Comentário editorial
Nesta leitura jurisprudencial, a decisão é situada por classe, competência e órgão julgador. O registro corresponde a AREsp, apreciado por TERCEIRA TURMA, sob relatoria de MOURA RIBEIRO. Esses elementos ajudam a avaliar o alcance processual do pronunciamento.
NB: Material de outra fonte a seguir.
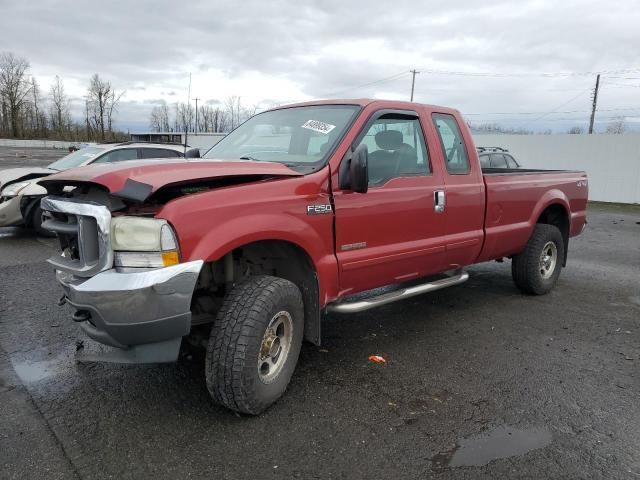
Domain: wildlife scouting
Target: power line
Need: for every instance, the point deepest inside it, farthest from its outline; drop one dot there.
(413, 81)
(557, 112)
(530, 74)
(374, 82)
(561, 105)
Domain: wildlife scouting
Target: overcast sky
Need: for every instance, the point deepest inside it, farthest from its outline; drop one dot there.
(525, 64)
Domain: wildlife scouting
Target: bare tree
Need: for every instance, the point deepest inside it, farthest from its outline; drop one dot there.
(212, 119)
(112, 107)
(102, 101)
(159, 118)
(14, 88)
(184, 117)
(39, 126)
(59, 111)
(617, 127)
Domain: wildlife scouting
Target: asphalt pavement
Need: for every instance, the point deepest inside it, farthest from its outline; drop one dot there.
(480, 381)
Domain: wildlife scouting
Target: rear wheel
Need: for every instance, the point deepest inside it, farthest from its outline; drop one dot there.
(254, 344)
(536, 269)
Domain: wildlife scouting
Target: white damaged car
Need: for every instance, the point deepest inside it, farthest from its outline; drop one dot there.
(20, 193)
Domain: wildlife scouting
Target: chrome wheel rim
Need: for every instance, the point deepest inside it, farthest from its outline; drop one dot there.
(548, 260)
(275, 346)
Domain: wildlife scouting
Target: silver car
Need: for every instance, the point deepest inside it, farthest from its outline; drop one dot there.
(20, 193)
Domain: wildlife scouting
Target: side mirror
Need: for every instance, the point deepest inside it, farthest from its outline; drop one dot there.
(354, 170)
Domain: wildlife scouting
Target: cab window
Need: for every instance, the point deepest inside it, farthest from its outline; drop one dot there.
(396, 148)
(498, 160)
(452, 143)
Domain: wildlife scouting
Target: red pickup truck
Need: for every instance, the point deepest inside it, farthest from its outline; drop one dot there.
(287, 218)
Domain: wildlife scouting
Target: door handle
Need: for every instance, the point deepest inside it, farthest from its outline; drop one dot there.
(439, 201)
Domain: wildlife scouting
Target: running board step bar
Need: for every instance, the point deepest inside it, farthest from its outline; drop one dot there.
(372, 302)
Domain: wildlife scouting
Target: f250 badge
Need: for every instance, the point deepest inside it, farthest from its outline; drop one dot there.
(318, 209)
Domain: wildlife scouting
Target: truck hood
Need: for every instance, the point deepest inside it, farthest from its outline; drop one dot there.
(13, 175)
(137, 180)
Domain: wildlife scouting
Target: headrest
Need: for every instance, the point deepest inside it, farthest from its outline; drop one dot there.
(389, 139)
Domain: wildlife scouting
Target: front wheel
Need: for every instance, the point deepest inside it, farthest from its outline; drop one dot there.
(536, 269)
(36, 223)
(254, 344)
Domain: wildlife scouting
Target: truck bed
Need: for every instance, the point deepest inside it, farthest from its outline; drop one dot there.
(515, 199)
(523, 171)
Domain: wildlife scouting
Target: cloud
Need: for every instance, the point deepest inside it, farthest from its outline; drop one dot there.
(288, 51)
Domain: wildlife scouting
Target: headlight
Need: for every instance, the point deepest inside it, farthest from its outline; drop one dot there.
(13, 189)
(143, 242)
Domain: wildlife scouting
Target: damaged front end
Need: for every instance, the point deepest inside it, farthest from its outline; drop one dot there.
(120, 266)
(142, 312)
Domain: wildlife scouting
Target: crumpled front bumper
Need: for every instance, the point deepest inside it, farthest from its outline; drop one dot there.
(143, 314)
(10, 212)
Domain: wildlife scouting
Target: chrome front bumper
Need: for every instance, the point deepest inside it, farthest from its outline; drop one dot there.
(144, 314)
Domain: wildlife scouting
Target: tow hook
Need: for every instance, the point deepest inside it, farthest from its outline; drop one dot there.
(81, 316)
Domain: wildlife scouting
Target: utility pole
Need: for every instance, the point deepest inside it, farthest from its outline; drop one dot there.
(595, 103)
(413, 81)
(196, 99)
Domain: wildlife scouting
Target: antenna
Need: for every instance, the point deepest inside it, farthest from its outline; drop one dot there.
(186, 125)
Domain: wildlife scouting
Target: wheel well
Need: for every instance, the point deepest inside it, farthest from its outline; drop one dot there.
(268, 257)
(557, 215)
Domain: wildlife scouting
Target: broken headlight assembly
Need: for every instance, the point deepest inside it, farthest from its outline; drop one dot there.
(143, 242)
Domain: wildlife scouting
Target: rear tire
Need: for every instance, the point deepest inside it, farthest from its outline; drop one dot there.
(254, 344)
(36, 223)
(536, 269)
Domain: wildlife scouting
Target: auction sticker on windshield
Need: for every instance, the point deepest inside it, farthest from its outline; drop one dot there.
(318, 126)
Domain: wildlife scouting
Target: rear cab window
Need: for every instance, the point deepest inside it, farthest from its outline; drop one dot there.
(498, 160)
(159, 153)
(452, 144)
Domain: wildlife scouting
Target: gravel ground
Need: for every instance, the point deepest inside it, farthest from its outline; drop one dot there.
(480, 382)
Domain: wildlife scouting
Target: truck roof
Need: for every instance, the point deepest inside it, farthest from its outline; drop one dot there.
(364, 102)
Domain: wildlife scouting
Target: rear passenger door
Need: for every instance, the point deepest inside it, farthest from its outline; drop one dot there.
(464, 192)
(391, 233)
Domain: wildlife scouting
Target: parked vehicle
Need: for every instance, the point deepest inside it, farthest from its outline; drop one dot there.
(74, 147)
(496, 157)
(294, 212)
(20, 193)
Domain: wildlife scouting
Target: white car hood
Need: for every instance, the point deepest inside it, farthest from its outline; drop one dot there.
(24, 173)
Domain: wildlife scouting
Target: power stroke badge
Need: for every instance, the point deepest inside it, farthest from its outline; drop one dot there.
(319, 209)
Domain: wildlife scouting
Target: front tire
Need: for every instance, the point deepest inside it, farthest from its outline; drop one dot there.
(536, 269)
(255, 343)
(36, 223)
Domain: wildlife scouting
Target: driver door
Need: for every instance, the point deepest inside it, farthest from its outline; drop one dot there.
(392, 233)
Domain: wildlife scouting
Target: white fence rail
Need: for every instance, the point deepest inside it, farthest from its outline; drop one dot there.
(612, 162)
(9, 142)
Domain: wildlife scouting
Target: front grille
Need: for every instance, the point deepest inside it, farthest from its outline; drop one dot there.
(83, 230)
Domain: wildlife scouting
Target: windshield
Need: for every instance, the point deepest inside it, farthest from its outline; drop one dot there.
(77, 158)
(296, 137)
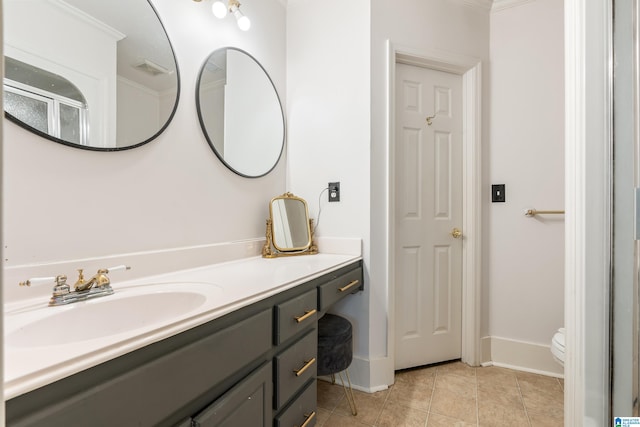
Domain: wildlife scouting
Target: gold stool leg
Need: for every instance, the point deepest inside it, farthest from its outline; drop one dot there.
(348, 392)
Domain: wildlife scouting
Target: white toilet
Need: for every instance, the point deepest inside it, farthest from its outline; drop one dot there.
(557, 346)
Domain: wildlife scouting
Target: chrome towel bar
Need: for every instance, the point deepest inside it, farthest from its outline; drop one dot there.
(534, 212)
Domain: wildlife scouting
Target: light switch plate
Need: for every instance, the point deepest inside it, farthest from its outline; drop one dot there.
(497, 193)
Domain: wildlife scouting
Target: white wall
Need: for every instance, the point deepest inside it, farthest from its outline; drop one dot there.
(64, 204)
(328, 110)
(525, 258)
(138, 113)
(338, 130)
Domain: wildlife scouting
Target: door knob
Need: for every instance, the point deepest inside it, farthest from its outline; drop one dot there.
(456, 233)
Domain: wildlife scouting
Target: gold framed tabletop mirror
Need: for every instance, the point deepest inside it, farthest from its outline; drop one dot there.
(289, 228)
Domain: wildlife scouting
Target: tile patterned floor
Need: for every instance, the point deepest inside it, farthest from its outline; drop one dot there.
(451, 394)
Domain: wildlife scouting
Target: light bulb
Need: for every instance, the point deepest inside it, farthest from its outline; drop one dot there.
(219, 9)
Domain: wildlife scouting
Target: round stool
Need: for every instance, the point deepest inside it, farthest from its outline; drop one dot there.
(335, 351)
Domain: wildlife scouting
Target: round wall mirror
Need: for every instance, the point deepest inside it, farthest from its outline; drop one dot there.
(93, 74)
(240, 112)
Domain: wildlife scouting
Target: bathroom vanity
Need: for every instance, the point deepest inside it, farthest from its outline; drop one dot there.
(250, 362)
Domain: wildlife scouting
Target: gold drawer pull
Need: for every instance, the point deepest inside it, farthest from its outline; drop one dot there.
(306, 315)
(306, 366)
(350, 285)
(308, 419)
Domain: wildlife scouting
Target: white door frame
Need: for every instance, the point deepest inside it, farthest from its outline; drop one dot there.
(470, 70)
O precedente deve ser confrontado com a moldura fática, a questão jurídica decidida, eventuais requisitos de admissibilidade e a legislação mencionada. Os destaques abaixo funcionam como mapa de leitura da ementa, não como substituto do inteiro teor ou de pesquisa sobre decisões posteriores.
Pontos centrais da ementa
- DIREITOS AQUISITIVOS DERIVADOS DE ALIENAÇÃO FIDUCIÁRIA.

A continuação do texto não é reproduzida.